Someday this will be fl
at, I thought. Storms will beat upon it, wear it away, and shepherds will let their sheep feed on the grass. The tumulus of Achilles will shrink and shrivel and melt away. And Troy will be likewise. The mound where it was—I glanced toward the place, where now the smoke was barely rising—will disappear.
An altar had been set up before the tumulus—a heap of stones with a flat stone atop it. A fire was burning before it, as if that would cleanse the foul murder shortly to take place.
Lined up on one side were Agamemnon, Menelaus, and all of the Greek leaders. Of course they would be here to witness it. There was no bloodshed they did not wish to participate in, to relish.

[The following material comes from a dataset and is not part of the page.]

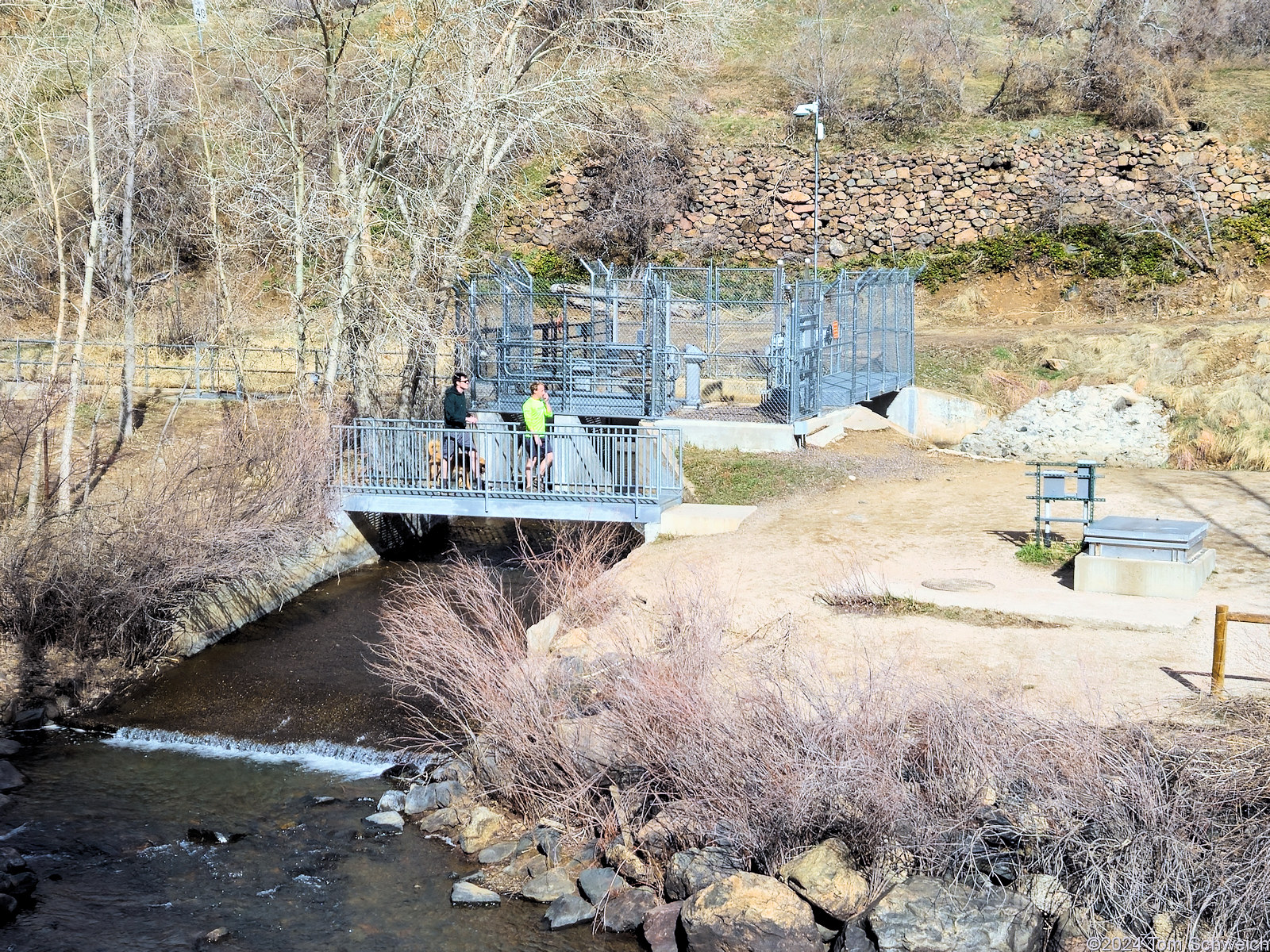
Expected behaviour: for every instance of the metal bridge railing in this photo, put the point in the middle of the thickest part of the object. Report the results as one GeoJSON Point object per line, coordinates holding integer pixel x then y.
{"type": "Point", "coordinates": [620, 465]}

Agamemnon spoke of appeasing the gods and needing a safe passage home. He spoke of the similar sacrifice he had offered to enable the ships to cross.
“And you’ve not yet paid for that sacrifice!” screamed Cassandra. “But you will!”
Agamemnon gave a discreet cough and soldiers apprehended her and hustled her away. Now I saw her twin, Helenus, bowing his head and looking ashamed, standing with his captors. I also saw Antenor, misery written on his face, and his wife Theano, standing before him.
They led Polyxena to the altar. “My tomb,” she said. “It is all arranged?”
Antenor made a gesture. “Yes, my child. It is as near to Troy as possible. I have seen to that.”
I expected her to castigate him as a traitor, cooperating with the Greeks. But she was past that. “I thank you,” she said. “And you will tend it?”
“Someone will,” he said. “I may not be allowed to remain here. But I promise it shall be tended.”
“And not by the same person tending Achilles’s mound here? I want no part of him. Hands that touch his tomb may not touch mine.”
“Princess, I promise,” he said. Sobs cut off his voice.
“Proceed!” ordered Neoptolemus. Several strapping soldiers stepped up.
“Need we so many?” asked Polyxena.
“To convey you,” said Neoptolemus. He addressed the silent mound. “Father! As you have commanded, we have brought you the princess Polyxena. She will shed her blood here on your tomb. And you will then free us of your wrath!”